Friday, June 21, 2013
Here follows the second part of St. Bede's commentary on the Our Father, which is taken from his commentary on the Gospel of St. Matthew:
" 'Forgive us our debts, as we forgive those who owe debts to us.' We are advantageously taught that we who are sinners are commanded to pray for our sins. He who teaches us to pray for our debts and sins promises us paternal mercy and applies to us the forgiveness to follow. He constrains us by a certain binding to seek forgiveness from no one else but God, to whom we are debtors, just as we forgive those who owe debts to us. If we break faith with this arrangement, none of our prayers will bear fruit.
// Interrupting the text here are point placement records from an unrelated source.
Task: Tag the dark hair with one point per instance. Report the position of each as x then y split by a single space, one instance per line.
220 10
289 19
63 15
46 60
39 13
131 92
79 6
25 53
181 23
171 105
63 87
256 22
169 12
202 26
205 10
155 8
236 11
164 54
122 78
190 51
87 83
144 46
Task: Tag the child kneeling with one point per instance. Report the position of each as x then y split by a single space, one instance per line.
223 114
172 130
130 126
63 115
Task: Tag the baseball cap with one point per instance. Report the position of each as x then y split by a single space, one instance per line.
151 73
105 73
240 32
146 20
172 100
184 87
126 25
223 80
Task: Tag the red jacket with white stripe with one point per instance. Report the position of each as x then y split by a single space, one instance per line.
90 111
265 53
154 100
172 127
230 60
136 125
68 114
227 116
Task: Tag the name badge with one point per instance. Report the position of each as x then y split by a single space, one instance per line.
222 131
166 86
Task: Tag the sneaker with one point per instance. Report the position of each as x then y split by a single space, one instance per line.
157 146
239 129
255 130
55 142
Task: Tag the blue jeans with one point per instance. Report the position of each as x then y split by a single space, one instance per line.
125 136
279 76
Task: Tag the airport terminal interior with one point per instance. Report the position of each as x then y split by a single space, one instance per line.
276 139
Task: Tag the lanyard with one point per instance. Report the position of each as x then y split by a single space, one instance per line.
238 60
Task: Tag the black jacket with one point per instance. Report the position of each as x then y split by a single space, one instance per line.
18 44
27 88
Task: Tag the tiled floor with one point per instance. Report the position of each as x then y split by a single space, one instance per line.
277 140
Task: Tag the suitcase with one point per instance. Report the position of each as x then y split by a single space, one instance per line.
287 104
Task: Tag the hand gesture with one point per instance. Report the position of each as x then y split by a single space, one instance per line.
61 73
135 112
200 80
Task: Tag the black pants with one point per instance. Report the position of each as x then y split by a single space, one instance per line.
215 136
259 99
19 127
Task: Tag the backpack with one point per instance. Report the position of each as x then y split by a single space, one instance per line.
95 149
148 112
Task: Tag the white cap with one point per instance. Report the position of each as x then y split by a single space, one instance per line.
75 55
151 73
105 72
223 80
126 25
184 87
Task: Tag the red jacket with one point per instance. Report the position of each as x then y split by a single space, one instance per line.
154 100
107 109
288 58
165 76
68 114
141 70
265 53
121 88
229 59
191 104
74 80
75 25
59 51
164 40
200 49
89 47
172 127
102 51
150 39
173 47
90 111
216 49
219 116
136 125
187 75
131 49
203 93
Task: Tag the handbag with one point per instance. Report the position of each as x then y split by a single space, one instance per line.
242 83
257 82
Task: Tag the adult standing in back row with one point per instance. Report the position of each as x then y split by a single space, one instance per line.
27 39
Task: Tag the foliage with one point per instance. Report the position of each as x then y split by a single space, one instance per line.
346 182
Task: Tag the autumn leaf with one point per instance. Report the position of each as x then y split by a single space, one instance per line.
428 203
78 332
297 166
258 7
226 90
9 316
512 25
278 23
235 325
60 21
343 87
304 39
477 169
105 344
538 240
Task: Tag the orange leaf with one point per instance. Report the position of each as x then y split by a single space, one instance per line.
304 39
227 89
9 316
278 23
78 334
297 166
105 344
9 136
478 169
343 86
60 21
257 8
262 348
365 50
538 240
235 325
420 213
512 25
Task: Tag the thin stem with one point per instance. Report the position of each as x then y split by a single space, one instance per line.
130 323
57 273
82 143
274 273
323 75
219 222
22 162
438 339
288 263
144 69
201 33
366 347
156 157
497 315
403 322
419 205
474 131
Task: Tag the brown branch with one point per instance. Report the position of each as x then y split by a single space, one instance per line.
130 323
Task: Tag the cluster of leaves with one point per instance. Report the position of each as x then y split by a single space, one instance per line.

" 'And lead us not into temptation.' God does not himself lead us into temptation, but he allows the man who abandons his help to be led into it. We are not praying hear that we not be tempted, but that we not be brought into temptation. That is, it is one thing to be brought into temptation; it is another thing to be tempted. No one can be proven worthy without temptation, and so a man should not pray that he not be tried by fire, or be touched by fire: rather, he prays that he not be burned by it.
" 'But deliver us from evil.' That is, that we may stand safe and secure from all the workings of the devil and of the world, although it cannot be hoped that we be entirely freed from the fear of temptation, for this happiness is begun here in this present world but it will only be completed in the future."